Cactus, Noli Me Tangere, and Construction Scaffolding

Before the pandemic, he contributed to a mural at a cactus garden near the Sardar statue. The drawings and photographs of cacti stayed with him. One day, going through a drawer, he saw it. Cacti are geometrically beautiful, patterned, and they attract touch. Touch them and they spike back. Dangerous beauty. That connects directly to Noli Me Tangere, the Latin phrase from scripture meaning touch me not, spoken by Jesus to Mary Magdalene after the resurrection.

In the pandemic context, the phrase needed nothing added. Everyone was living in cubicles. Not seeing, not touching. The charged, humanly absent spaces he had been painting for years as an aesthetic proposition had suddenly become the literal condition of the world. He also noticed construction scaffoldings left standing, empty and spiky, after workers vanished in the lockdown. He looked at them and saw the cactus. Same shape. Same quality of being structured and hostile, present and abandoned. The two images connected before he quite knew it.

Clouds, Shaped Canvases, and Text in Painting

Clouds have been a persistent interest. Shape-shifters that change completely in five minutes. He got drawn to them through Paul Klee initially, then started thinking about what a cloud actually is. Clouds can be romantic (from Kalidasa onwards), but they can also be radioactive and cause acid rain. The same thing that is beautiful can be dangerous. Even the word cloud now means data storage to young people. Words accrete meaning, shed it, and pick up new meaning.

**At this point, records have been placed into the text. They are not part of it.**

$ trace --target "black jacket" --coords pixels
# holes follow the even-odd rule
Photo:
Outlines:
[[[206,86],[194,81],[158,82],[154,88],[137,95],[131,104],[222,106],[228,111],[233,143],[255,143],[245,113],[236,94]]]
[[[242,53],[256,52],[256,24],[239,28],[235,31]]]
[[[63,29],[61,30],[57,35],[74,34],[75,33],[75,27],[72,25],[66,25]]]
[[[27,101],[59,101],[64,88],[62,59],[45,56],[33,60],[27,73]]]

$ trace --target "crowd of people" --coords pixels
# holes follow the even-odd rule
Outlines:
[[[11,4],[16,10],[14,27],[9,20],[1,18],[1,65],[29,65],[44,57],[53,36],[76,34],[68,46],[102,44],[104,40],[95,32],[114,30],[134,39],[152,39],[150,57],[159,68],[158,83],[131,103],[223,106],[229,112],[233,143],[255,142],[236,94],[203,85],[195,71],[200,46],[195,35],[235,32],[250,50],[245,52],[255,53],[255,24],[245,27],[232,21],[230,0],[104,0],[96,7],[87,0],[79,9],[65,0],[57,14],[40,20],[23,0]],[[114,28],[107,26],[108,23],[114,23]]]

Shaped canvases were an earlier experiment. The driving question: why should painting be on a square or rectangular surface? If you accept what is given without questioning, there is no creativity. He tried unstretched canvas, India boards, shape-corrected cardboard. The shape itself was meant to suggest spatial recession, with the image responding to it.

Text in paintings arrived during the pandemic. Before that, he had not felt strongly about text inside an image. But the complexity of contradictory experience, relief and guilt simultaneously, meant the image alone was not enough. The texts come from his sketchbooks, paraphrased from newspapers, novels, essays, film subtitles. A Gertrude Stein paraphrase in one large watercolour reads: you carry your roots wherever you go and they take care of you. When you start looking for them, you admit that your roots are dying. The text does not explain the image. It sits alongside it. The intention is a third element, somewhere between looking and reading.

FAQ: Indrapramit Roy

+ What is the Mumbai Airport Terminal 2 mural?

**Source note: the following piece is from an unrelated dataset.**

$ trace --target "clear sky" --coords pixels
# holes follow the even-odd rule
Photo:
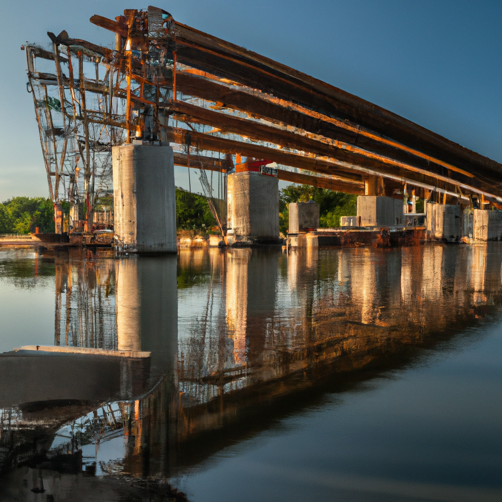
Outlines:
[[[158,2],[177,21],[243,46],[383,106],[502,162],[502,2],[461,0]],[[0,201],[47,196],[26,41],[47,31],[102,45],[91,25],[139,0],[24,0],[3,6]],[[186,170],[176,184],[188,187]],[[192,181],[193,178],[192,178]]]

A 12 by 26 feet mural by Indrapramit Roy (2013) depicting Bombay as a global city. References the Queen's Necklace, chawls, high-rises, religious neighbourhoods, and the city's relationship with water. A raised panel extends forward showing close-up window scenes. Visible from the international arrivals level.

+ Why does Indrapramit Roy paint at night?

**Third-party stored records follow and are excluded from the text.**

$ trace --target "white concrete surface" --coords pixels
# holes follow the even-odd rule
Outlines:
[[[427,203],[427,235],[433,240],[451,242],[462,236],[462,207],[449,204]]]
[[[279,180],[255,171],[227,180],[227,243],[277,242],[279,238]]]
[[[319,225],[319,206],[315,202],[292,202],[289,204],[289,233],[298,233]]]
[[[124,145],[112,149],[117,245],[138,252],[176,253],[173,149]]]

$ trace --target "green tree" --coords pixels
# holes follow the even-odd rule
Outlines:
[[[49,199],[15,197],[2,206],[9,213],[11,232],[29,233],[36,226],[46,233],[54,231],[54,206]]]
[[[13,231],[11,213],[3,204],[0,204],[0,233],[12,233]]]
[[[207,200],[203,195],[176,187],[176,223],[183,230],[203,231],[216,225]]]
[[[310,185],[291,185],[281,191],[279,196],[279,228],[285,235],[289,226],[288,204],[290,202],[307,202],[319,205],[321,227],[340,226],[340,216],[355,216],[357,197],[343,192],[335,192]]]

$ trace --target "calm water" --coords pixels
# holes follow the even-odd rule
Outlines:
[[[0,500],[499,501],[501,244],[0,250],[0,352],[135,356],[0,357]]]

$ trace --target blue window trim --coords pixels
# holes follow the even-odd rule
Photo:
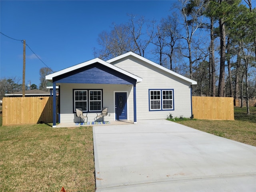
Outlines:
[[[150,109],[150,91],[158,90],[160,91],[160,98],[161,100],[161,104],[160,105],[161,108],[160,109],[152,110]],[[164,109],[162,108],[162,91],[170,90],[172,91],[172,109]],[[174,111],[174,89],[148,89],[148,110],[149,111]]]
[[[84,111],[84,112],[86,112],[86,113],[96,113],[97,112],[101,112],[101,111],[102,110],[102,109],[101,109],[100,110],[99,110],[99,111],[90,111],[90,110],[89,110],[89,108],[90,107],[90,104],[89,104],[89,91],[95,91],[95,90],[99,90],[99,91],[101,91],[101,104],[102,104],[102,106],[103,106],[103,89],[73,89],[73,92],[72,92],[72,95],[73,95],[73,113],[76,113],[76,111],[75,111],[75,105],[74,105],[74,100],[75,100],[75,97],[74,97],[74,91],[80,91],[80,90],[84,90],[85,91],[87,91],[87,106],[88,106],[88,110],[87,110],[87,111]]]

Teaching takes the day. Almost 95% of his practice happens at night, sometimes until 3 or 4 AM. He compares his split identity to Dr Jekyll and Mr Hyde: vocal and engaged during the day, needing complete silence in the studio. The work titled 3AM marks the hour it was finished.

+ What is the Windows series inspired by?

Two sources: Hitchcock's Rear Window (a man watching neighbours through glass, the window as border) and his Fulbright studio on the 19th floor looking into other buildings. The paintings show no people. He is interested in the space before the actor arrives, carrying the theatricality of his father's career in Bohuroopi.